Perdu dans les ruelles surplombant les niveaux inférieurs de la cité-état, dit le Quartier des Charmes, la maison close attiraient tous les pêcheurs et infidèles lorsque le soleil plongeait sous l'horizon. Une population d'ivrognes en tout genre se bousculaient dans ces veines tentaculaires, à l'entrée des bars et aux talons des belles de nuit, si aguicheuses sous la lune. La majorité des « habitués » n'étaient que des soldats voulant prendre du bon temps lors de leurs pauses ou des hommes en pleine fleur de l'âge dont la petite pousse picotait de manière peu orthodoxe.
Une terre à part où Ymos et ses vœux n'étaient pas les bienvenus.
Aube s'était familiarisée avec cette ambiance malsaine. Elle l'avait apprivoisée et toujours connue depuis la mort de ses parents, à ses quatorze ans.
Elle était habituée à ce couloir de bois étriqué menant à l'escalier descendant vers le bar. De bon matin, les relents doucereux de la veille vinrent piquer les narines de l'apprentie et lui donnait la nausée. C'était comme si elle revoyait les filles de joie attirant encore le chaland vers les chambres de l'étage. Leurs corps se heurtaient sous ses yeux, se frôlaient dans le corridor dans une touffeur véhiculée par les bas instincts.
— Déjà prête, fillette ?
Madame Andermar était toujours à l'heure. Sa voix chaude roulant gracieusement les « R » résonnait comme des grelots. Aube s'était toujours demandé d'où elle tenait cet accent chantant. Derrière le long comptoir boisé et tordu par les années de malfaçon, la femme d'âge mûr lustrait ses précieuses chopines avec un souci incroyable du détail.
— Le devoir d'un futur soldat n'attend pas.
— Tu es courageuse, quand même. Ce n'est pas rien de rejoindre les soldats de Cassandore, le Vhaïka est si compliqué à assimiler. Tu sais que j'ai toujours une place pour toi au Logis si tu en as envie.
Aube ricana.
— Non. Je ne supporte pas assez les hommes pour devoir m'en taper un nouveau chaque soir.
— Un nouveau chaque soir ? Tu es gentille. Une fois, Mariza a eu près de dix clients en une soirée. Le dernier ne compte qu'à moitié car il s'est déclenché un lombago en essayant de la porter sur le lit.

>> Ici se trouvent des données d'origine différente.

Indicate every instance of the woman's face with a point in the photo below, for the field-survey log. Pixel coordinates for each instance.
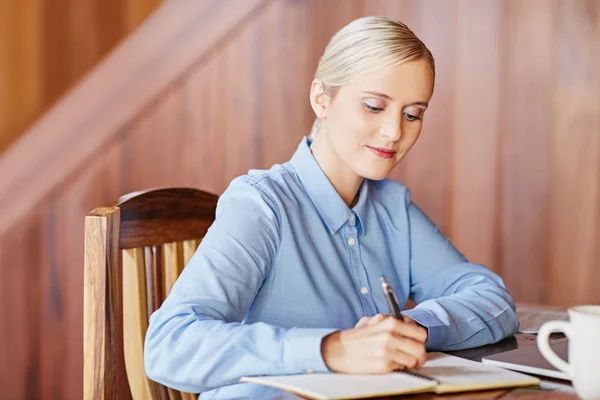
(372, 124)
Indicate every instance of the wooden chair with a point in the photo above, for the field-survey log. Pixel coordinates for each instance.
(135, 249)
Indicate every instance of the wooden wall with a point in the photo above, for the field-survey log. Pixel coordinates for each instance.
(508, 163)
(48, 45)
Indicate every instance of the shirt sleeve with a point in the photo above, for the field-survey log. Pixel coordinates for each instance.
(462, 304)
(197, 341)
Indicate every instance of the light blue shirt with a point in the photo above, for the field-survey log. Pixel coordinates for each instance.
(286, 262)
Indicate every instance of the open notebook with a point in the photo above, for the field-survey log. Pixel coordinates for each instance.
(442, 373)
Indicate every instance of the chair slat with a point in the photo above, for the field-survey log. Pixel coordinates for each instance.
(173, 265)
(189, 248)
(157, 277)
(135, 324)
(148, 279)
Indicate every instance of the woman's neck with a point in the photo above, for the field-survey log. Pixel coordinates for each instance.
(345, 181)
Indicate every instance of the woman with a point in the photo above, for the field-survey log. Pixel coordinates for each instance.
(287, 278)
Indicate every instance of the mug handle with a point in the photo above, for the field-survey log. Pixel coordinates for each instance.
(542, 340)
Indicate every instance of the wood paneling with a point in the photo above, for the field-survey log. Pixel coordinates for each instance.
(475, 179)
(508, 163)
(526, 129)
(46, 46)
(140, 69)
(574, 209)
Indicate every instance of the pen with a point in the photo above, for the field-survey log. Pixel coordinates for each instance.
(391, 298)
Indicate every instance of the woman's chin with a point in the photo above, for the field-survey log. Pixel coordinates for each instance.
(375, 174)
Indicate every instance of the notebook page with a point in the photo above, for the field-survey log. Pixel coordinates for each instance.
(345, 386)
(456, 374)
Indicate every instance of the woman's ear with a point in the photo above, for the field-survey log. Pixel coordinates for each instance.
(319, 100)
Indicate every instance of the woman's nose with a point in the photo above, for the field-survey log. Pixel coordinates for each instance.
(390, 130)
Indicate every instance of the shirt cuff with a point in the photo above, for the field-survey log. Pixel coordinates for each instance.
(302, 350)
(435, 328)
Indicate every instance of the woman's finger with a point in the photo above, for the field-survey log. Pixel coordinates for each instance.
(376, 319)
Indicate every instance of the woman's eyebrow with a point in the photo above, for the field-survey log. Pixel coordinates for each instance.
(385, 96)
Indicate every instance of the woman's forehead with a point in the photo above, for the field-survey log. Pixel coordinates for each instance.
(412, 79)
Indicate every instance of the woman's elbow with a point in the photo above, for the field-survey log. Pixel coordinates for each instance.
(154, 360)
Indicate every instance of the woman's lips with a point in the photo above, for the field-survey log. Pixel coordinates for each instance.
(383, 153)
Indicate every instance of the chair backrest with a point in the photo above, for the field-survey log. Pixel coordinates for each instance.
(135, 248)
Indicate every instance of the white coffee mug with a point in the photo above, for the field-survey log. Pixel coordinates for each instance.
(583, 331)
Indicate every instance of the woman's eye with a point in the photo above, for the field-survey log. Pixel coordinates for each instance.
(411, 117)
(372, 109)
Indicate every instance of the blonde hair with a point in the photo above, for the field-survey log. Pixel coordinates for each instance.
(364, 46)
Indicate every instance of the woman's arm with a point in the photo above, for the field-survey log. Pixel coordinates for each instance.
(195, 341)
(462, 304)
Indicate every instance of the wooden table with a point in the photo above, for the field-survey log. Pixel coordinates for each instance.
(549, 389)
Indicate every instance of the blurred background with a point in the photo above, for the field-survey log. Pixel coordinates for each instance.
(99, 98)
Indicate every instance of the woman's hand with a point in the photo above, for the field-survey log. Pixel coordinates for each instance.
(377, 344)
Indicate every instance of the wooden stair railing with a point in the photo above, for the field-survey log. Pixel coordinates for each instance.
(159, 52)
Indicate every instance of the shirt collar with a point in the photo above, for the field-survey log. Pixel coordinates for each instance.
(331, 207)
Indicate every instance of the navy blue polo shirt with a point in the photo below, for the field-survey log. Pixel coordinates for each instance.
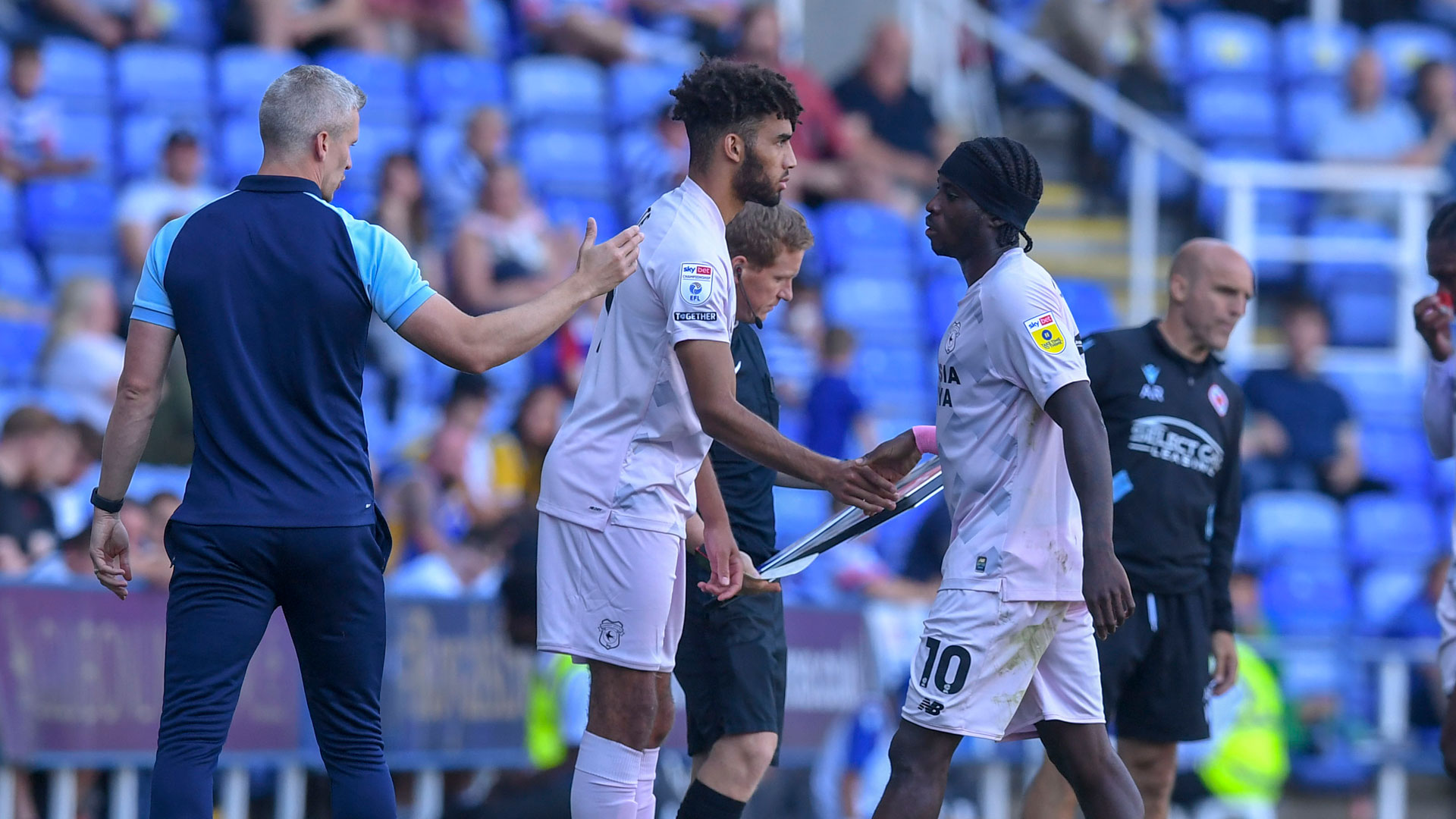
(270, 290)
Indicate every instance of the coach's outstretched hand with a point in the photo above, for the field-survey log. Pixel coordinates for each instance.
(111, 553)
(601, 267)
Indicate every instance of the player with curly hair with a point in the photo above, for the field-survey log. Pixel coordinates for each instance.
(629, 468)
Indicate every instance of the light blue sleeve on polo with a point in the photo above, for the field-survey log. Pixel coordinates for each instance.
(152, 303)
(391, 276)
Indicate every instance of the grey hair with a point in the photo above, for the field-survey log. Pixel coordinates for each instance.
(303, 102)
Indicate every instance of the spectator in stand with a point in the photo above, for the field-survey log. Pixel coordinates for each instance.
(1373, 129)
(36, 453)
(1435, 101)
(1301, 435)
(82, 356)
(905, 134)
(654, 168)
(487, 136)
(108, 22)
(506, 253)
(31, 124)
(149, 205)
(472, 569)
(835, 410)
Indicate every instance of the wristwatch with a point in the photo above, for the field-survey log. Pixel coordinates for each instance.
(104, 503)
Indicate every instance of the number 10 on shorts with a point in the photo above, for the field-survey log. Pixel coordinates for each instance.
(943, 670)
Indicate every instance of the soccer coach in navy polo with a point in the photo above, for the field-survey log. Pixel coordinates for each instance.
(270, 289)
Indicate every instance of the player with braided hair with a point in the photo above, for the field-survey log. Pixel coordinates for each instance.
(1030, 576)
(629, 468)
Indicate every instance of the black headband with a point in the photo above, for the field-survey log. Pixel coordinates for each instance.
(987, 187)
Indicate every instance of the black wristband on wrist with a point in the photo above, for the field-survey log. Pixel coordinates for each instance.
(104, 503)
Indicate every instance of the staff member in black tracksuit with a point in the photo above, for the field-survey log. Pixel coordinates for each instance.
(1174, 420)
(731, 661)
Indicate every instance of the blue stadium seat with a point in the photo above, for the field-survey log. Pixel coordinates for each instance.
(1310, 598)
(1292, 523)
(797, 513)
(71, 215)
(892, 378)
(61, 267)
(1091, 305)
(1363, 312)
(1232, 110)
(245, 72)
(1223, 44)
(880, 306)
(1404, 47)
(239, 150)
(383, 77)
(453, 85)
(1391, 531)
(20, 278)
(864, 237)
(565, 91)
(1307, 108)
(566, 162)
(639, 91)
(1398, 457)
(77, 74)
(9, 215)
(164, 79)
(143, 136)
(1315, 53)
(19, 344)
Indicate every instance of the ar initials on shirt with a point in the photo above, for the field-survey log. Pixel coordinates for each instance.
(946, 378)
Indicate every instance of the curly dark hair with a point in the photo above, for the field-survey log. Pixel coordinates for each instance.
(1018, 168)
(724, 96)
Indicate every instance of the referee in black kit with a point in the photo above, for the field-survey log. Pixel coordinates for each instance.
(271, 290)
(1174, 422)
(733, 656)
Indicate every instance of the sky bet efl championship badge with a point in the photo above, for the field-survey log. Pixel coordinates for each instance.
(1046, 333)
(698, 281)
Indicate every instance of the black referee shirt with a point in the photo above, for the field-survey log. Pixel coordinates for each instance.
(1174, 428)
(747, 485)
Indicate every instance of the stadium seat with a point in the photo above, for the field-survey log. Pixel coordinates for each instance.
(77, 74)
(1398, 457)
(1391, 531)
(566, 162)
(245, 72)
(1312, 53)
(164, 79)
(239, 150)
(561, 91)
(61, 267)
(892, 378)
(19, 344)
(880, 306)
(20, 278)
(1363, 312)
(1292, 523)
(71, 215)
(453, 85)
(143, 137)
(1405, 46)
(639, 91)
(864, 237)
(1307, 108)
(1310, 598)
(383, 77)
(1091, 305)
(1225, 110)
(1226, 44)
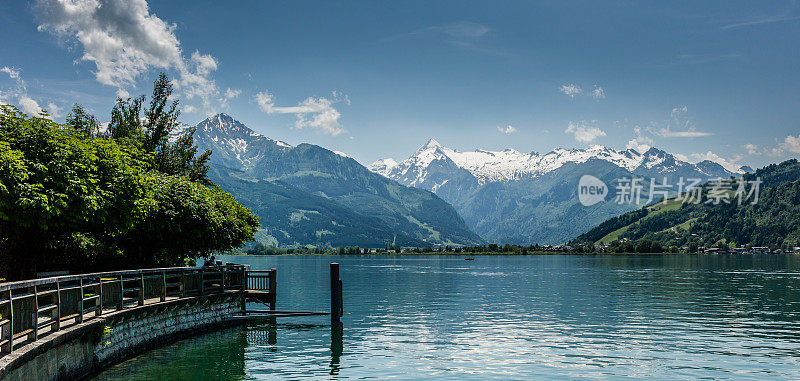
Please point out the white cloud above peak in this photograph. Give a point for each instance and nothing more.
(598, 93)
(508, 130)
(584, 132)
(125, 41)
(729, 164)
(316, 113)
(570, 90)
(680, 126)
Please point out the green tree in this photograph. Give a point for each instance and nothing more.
(151, 129)
(56, 186)
(71, 202)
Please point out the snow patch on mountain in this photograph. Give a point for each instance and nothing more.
(229, 137)
(509, 164)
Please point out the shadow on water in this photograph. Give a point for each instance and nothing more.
(337, 347)
(219, 355)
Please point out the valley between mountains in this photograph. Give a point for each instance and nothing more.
(309, 195)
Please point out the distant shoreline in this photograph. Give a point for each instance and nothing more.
(453, 254)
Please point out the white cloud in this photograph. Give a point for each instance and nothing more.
(125, 41)
(508, 130)
(570, 89)
(729, 164)
(681, 157)
(54, 110)
(13, 73)
(680, 126)
(232, 93)
(584, 132)
(462, 30)
(598, 93)
(640, 147)
(752, 149)
(641, 143)
(29, 106)
(316, 113)
(791, 144)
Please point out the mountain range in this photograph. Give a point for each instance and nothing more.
(309, 195)
(512, 197)
(769, 217)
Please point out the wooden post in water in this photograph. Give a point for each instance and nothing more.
(273, 287)
(336, 294)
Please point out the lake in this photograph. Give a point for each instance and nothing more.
(510, 317)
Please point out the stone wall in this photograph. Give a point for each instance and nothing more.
(86, 348)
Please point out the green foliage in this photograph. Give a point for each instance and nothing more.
(189, 220)
(70, 199)
(55, 185)
(150, 129)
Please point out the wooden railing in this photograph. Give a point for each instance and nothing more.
(35, 308)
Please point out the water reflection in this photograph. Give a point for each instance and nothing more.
(337, 346)
(657, 316)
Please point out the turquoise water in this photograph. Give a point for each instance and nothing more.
(505, 317)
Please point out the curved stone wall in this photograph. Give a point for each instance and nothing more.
(86, 348)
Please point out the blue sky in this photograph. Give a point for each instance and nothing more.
(376, 79)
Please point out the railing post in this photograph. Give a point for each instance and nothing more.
(273, 288)
(223, 279)
(58, 305)
(336, 294)
(141, 289)
(35, 313)
(163, 285)
(244, 290)
(202, 281)
(80, 301)
(121, 293)
(99, 311)
(182, 291)
(10, 321)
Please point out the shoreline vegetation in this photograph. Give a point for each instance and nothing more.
(75, 198)
(644, 247)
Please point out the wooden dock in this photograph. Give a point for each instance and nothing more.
(32, 309)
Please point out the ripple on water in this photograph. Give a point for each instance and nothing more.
(667, 316)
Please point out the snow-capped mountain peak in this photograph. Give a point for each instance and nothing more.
(509, 164)
(233, 143)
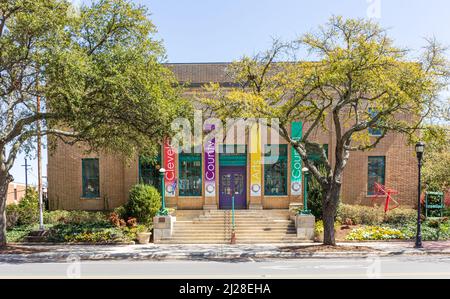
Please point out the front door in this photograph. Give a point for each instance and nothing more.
(232, 183)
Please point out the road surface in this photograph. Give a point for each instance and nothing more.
(372, 267)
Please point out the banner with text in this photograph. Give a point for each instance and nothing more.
(210, 165)
(296, 161)
(170, 180)
(255, 160)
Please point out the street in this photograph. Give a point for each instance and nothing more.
(370, 267)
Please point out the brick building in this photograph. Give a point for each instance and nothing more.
(97, 182)
(15, 192)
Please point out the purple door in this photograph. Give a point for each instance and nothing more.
(232, 183)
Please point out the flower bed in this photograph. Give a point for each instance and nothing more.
(375, 233)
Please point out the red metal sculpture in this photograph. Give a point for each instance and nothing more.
(381, 190)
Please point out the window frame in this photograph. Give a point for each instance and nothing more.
(155, 169)
(190, 158)
(370, 190)
(281, 159)
(84, 193)
(374, 132)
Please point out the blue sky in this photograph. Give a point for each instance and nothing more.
(218, 31)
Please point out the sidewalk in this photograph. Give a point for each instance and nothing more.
(63, 253)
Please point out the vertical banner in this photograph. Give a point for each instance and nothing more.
(296, 161)
(255, 160)
(210, 165)
(170, 180)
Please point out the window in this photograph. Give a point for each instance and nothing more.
(90, 174)
(374, 131)
(275, 170)
(376, 170)
(190, 176)
(149, 171)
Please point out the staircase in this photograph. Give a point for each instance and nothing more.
(215, 226)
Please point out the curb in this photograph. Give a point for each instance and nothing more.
(159, 256)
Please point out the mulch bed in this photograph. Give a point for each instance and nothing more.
(20, 250)
(326, 248)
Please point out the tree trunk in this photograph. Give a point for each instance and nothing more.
(330, 203)
(4, 182)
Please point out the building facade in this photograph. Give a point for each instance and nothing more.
(212, 176)
(16, 191)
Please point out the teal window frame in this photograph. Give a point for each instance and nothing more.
(149, 172)
(190, 174)
(88, 177)
(232, 155)
(276, 171)
(376, 173)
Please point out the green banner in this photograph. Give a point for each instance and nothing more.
(296, 161)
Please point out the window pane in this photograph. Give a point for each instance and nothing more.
(275, 170)
(190, 178)
(149, 172)
(375, 173)
(90, 178)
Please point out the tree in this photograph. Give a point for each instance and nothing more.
(98, 74)
(359, 81)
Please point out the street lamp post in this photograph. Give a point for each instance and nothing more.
(420, 147)
(163, 211)
(305, 193)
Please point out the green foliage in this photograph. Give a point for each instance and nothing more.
(74, 217)
(360, 214)
(76, 227)
(374, 215)
(87, 232)
(18, 233)
(318, 227)
(375, 233)
(432, 230)
(121, 212)
(400, 216)
(359, 76)
(144, 203)
(26, 212)
(101, 79)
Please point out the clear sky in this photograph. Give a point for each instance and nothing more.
(218, 31)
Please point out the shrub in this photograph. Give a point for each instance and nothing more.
(432, 230)
(375, 233)
(144, 203)
(121, 212)
(374, 215)
(26, 212)
(74, 217)
(319, 229)
(400, 216)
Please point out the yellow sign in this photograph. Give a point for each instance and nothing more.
(255, 160)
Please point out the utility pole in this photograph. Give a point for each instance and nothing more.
(38, 128)
(26, 175)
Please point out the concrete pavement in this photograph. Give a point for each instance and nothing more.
(425, 266)
(61, 253)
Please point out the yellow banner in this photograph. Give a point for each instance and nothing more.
(255, 160)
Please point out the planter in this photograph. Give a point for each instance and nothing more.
(143, 238)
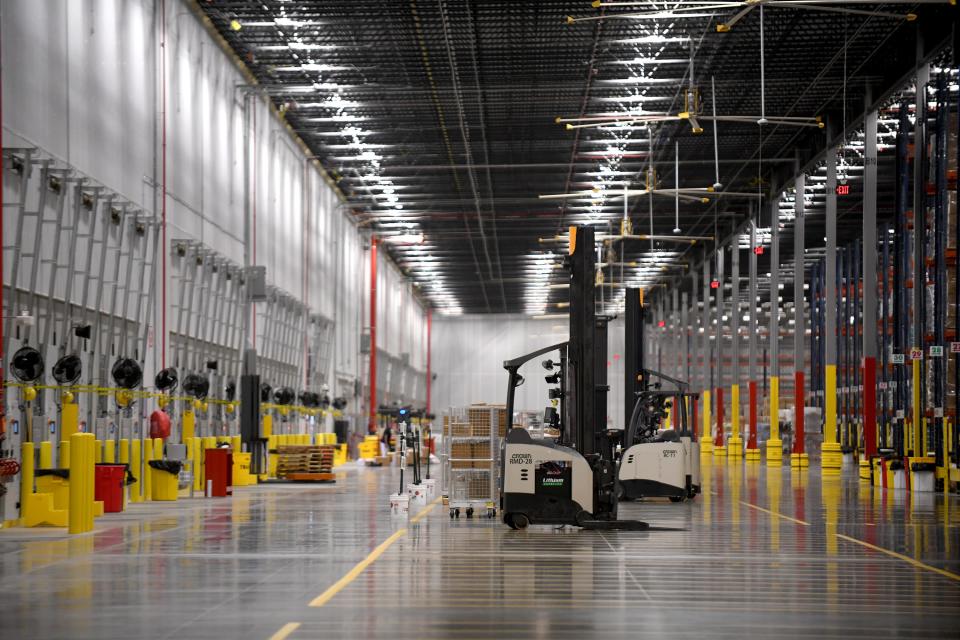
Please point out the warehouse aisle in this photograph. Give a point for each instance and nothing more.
(758, 555)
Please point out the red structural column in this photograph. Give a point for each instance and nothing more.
(429, 372)
(718, 441)
(798, 399)
(372, 424)
(870, 407)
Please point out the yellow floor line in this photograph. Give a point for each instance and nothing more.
(900, 556)
(426, 510)
(285, 631)
(340, 584)
(774, 513)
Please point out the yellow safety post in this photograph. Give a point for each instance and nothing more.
(46, 455)
(64, 454)
(197, 463)
(706, 442)
(208, 442)
(735, 445)
(69, 420)
(26, 481)
(272, 443)
(774, 443)
(82, 457)
(189, 425)
(147, 475)
(267, 425)
(831, 457)
(135, 468)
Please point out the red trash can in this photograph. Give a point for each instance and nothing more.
(218, 471)
(108, 486)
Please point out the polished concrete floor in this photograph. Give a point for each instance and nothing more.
(760, 554)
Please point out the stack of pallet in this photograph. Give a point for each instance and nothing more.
(312, 463)
(484, 416)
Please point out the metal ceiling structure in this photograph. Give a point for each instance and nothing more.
(436, 117)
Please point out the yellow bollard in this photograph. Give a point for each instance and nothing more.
(147, 476)
(267, 425)
(135, 469)
(208, 442)
(89, 469)
(774, 444)
(272, 443)
(69, 420)
(27, 467)
(197, 464)
(189, 426)
(80, 517)
(706, 441)
(64, 454)
(831, 457)
(46, 455)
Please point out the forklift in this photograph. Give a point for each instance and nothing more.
(572, 481)
(654, 463)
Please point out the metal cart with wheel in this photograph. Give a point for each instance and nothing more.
(471, 445)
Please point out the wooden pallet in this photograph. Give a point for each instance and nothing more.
(311, 460)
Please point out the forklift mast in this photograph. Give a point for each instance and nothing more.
(581, 398)
(633, 361)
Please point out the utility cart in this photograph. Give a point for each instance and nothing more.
(471, 448)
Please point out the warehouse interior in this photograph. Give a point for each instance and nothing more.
(430, 319)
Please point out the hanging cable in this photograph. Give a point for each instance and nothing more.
(763, 93)
(716, 145)
(676, 183)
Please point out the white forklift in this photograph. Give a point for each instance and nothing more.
(572, 481)
(654, 462)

En s'asseyant au comptoir vide, Aube émit un rire amusé. Quelle image risible...
— Tu penses encore au prince masqué, c'est ça ?
Le sourire de la combattante mourut aussitôt. Sans prendre cas à son changement de comportement, Madame Andermar continua en lavant ses grands verres à bière.
— Ça fait un bon moment qu'on ne l'a pas revu ici.
— Depuis qu'il est marié...
Elle avait craché ce dernier mot avec tant de dégoût qu'elle pensait que sa langue en avait fondu sous le venin.
— Ah oui, certes... J'avais oublié ce détail. Tu sais, les hommes ne se contentent pas toujours d'une seule femme. Et entre nous, comme je le voyais, le prince Vadim n'avait pas l'air de vouloir s'arrêter à une seule.
— C'est un prédateur. Les prédateurs ne s'arrêtent pas à une seule proie. Cette fille n'est qu'un amuse-bouche pour lui.
— Comment peux-tu le savoir ?
— Parce que je le sais ! Je le connais ! Sûrement mieux qu'elle...
La voilà qui recommençait à monter dans les hauteurs... Parler de Vadim était un sujet très sensible pour Aube et la matrone le savait. Elle n'était pas d'humeur ce matin à l'entendre geindre, la pauvre quarantenaire n'avait pas assez de sommeil au compteur pour cela.
— Tiens, bois ça, ça va te calmer.
Elle fit glisser sous ses narines un petit verre empli d'un liquide rosé. Il s'agissait d'une liqueur d'Yrtan, un fruit charnu qui poussait en été dans les champs de Cassandore, et dont on tirait cet alcool puissant et aromatisé. Aube le considéra avec un soupir résigné. De l'alcool de grand matin ? Pour certains, une telle idée aurait été répugnante, mais elle... ça ne l'effrayait pas.
D'un trait, Aube l'avala, grimaçant légèrement sous la sévérité du goût. Le godet claqua sur le comptoir, produisant un écho sur les bouteilles parfaitement alignées derrière la tenancière. Cela donnait un coup de fouet dans ses idées noires.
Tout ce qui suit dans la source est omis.